The auditors pulled a random sample of 100 claims from nearly 3.9 million bills, totaling $272 million, for partial care services. In this sample, 92 claims failed to meet state or federal requirements and 19 contained more than one deficiency.
The vast majority — 84 claims — lacked proper documentation of the services provided, the OIG said. Twenty claims lacked verification of an affiliated psychiatrist; others didn’t indicate that service plans were met, or they lacked weekly progress notes. The auditors blamed the DHS for failing to ensure proper oversight and said providers were confused by inconsistent guidance they received from multiple state agencies.
Connolly responded to the OIG with a strongly worded letter that took issue with their refund call and she underscored the need for flexibility in treating patients with serious needs — even if that care might deviate from a written plan. Connolly also noted that some of the missing documentation requested dated back more than six years and it was unreasonable to assume providers would still have this information on file.

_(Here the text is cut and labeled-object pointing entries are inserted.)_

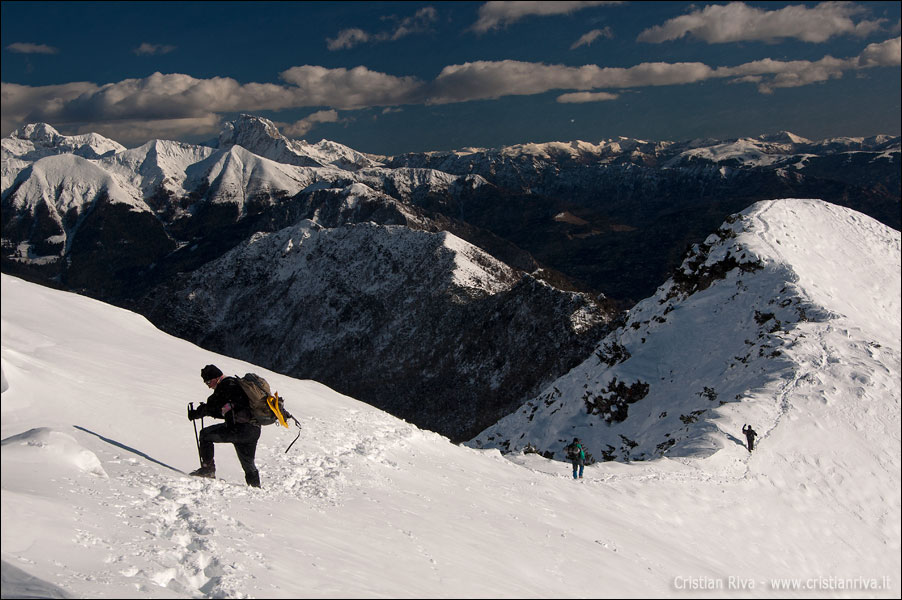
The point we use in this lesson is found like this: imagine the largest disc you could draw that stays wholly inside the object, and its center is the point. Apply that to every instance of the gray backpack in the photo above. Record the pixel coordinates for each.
(266, 408)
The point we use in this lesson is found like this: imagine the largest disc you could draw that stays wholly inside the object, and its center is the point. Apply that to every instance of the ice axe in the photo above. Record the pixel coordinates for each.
(196, 438)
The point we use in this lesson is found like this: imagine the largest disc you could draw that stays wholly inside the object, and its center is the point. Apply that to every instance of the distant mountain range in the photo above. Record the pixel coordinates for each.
(779, 299)
(464, 281)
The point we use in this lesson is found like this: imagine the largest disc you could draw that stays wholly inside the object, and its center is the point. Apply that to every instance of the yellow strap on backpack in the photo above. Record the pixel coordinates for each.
(273, 403)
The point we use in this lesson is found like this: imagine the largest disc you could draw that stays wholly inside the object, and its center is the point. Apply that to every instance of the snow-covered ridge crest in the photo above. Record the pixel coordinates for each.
(261, 136)
(788, 295)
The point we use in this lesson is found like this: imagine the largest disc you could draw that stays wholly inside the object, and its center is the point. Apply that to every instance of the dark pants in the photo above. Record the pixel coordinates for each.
(578, 465)
(243, 435)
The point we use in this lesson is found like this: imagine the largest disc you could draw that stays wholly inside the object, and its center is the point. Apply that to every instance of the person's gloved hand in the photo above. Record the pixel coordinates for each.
(195, 413)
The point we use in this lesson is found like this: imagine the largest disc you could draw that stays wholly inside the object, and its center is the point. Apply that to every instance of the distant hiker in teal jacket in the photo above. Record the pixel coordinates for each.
(750, 435)
(576, 452)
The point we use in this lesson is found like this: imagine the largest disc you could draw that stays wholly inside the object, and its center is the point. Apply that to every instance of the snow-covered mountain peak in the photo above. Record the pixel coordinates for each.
(781, 295)
(248, 131)
(262, 137)
(784, 137)
(44, 136)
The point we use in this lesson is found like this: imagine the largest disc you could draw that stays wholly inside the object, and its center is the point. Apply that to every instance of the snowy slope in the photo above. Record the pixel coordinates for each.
(787, 300)
(94, 504)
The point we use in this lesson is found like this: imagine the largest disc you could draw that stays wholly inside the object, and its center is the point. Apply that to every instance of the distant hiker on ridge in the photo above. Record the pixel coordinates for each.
(228, 401)
(750, 435)
(576, 452)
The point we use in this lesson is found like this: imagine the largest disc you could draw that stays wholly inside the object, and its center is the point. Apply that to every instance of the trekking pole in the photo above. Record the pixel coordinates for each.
(296, 437)
(196, 438)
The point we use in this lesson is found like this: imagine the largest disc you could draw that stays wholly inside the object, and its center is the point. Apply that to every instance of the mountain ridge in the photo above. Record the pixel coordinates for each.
(741, 321)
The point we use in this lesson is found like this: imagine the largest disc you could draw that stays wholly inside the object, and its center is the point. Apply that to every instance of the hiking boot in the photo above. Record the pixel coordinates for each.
(208, 471)
(252, 479)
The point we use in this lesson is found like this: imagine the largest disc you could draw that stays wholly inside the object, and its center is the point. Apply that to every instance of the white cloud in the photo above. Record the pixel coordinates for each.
(582, 97)
(26, 48)
(349, 88)
(420, 22)
(883, 54)
(146, 48)
(486, 80)
(593, 35)
(300, 128)
(173, 105)
(493, 15)
(734, 22)
(347, 38)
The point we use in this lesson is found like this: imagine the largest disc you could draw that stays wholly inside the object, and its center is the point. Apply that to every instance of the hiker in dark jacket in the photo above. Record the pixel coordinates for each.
(228, 401)
(577, 455)
(750, 435)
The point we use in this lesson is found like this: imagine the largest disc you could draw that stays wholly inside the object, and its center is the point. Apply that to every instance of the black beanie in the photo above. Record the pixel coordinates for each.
(210, 372)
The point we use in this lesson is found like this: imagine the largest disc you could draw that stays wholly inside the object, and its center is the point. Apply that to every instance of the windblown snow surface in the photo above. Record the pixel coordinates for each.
(96, 443)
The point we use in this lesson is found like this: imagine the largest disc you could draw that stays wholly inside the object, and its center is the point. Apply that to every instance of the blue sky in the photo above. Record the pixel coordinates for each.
(393, 77)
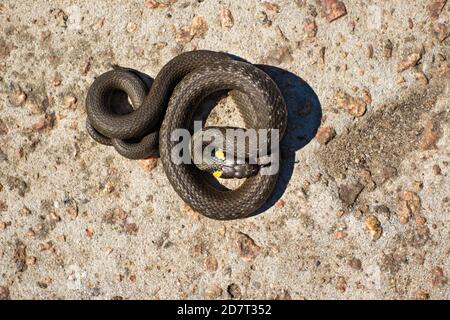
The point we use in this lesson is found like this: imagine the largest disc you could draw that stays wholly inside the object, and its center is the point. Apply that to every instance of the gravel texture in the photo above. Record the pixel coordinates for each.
(361, 210)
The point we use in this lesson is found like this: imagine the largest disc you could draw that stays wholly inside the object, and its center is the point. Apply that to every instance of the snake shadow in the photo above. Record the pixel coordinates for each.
(304, 119)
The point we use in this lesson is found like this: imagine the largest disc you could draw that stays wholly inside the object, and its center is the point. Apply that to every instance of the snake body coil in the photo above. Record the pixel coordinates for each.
(170, 104)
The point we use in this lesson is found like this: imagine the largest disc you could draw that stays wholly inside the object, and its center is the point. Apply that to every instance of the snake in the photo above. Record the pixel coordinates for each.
(169, 104)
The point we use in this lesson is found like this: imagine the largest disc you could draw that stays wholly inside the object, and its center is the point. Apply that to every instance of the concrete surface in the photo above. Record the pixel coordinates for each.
(361, 214)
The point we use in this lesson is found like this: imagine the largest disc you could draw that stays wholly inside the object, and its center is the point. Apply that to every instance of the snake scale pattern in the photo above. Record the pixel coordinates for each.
(169, 104)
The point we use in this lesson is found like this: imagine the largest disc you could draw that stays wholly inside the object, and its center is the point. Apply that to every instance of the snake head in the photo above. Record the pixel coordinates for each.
(234, 168)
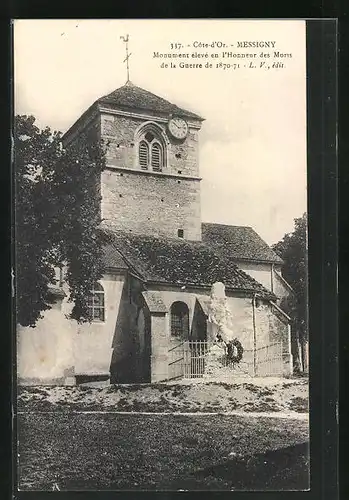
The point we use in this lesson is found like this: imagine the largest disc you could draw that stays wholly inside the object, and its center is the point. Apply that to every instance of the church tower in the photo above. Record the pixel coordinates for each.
(152, 183)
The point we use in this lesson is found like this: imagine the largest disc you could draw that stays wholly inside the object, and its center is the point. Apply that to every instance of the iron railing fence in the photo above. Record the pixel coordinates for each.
(188, 360)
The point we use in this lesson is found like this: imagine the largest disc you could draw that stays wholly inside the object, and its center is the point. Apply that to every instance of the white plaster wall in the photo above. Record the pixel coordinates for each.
(93, 341)
(240, 308)
(46, 351)
(57, 345)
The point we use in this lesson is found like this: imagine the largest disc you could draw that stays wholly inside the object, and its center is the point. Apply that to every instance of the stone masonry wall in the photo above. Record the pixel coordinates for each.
(120, 132)
(146, 202)
(151, 204)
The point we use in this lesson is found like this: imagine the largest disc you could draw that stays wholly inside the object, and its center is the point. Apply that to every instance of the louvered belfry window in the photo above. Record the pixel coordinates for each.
(156, 161)
(143, 155)
(151, 153)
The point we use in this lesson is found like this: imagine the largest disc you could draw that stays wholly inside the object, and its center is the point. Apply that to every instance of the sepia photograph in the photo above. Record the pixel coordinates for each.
(161, 281)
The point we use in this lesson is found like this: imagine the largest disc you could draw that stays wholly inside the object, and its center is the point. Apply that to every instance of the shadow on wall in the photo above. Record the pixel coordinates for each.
(130, 361)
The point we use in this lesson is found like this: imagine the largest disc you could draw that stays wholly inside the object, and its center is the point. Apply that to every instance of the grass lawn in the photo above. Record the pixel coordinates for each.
(89, 451)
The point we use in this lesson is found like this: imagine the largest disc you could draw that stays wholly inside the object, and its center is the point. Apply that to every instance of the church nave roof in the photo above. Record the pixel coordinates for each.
(178, 261)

“The OIG has not alleged that the State was overbilled, or that inappropriate services were provided to patients, or that services were provided to ineligible individuals. Instead, the overwhelming majority of the OIG’s findings concern allegations that providers failed to include sufficient detail in their paperwork,” Connolly wrote, claiming the OIG was taking a “hyper-technical approach to analyzing compliance.”
While the state already has a “robust auditing program” in place, Connolly said it would continue to improve how it monitors Medicaid claims. The DHS now reviews each partial care provider quarterly, she said, noting: “In the course of these audits, the State has not found the widespread noncompliance with documentation requirements that the OIG now alleges.”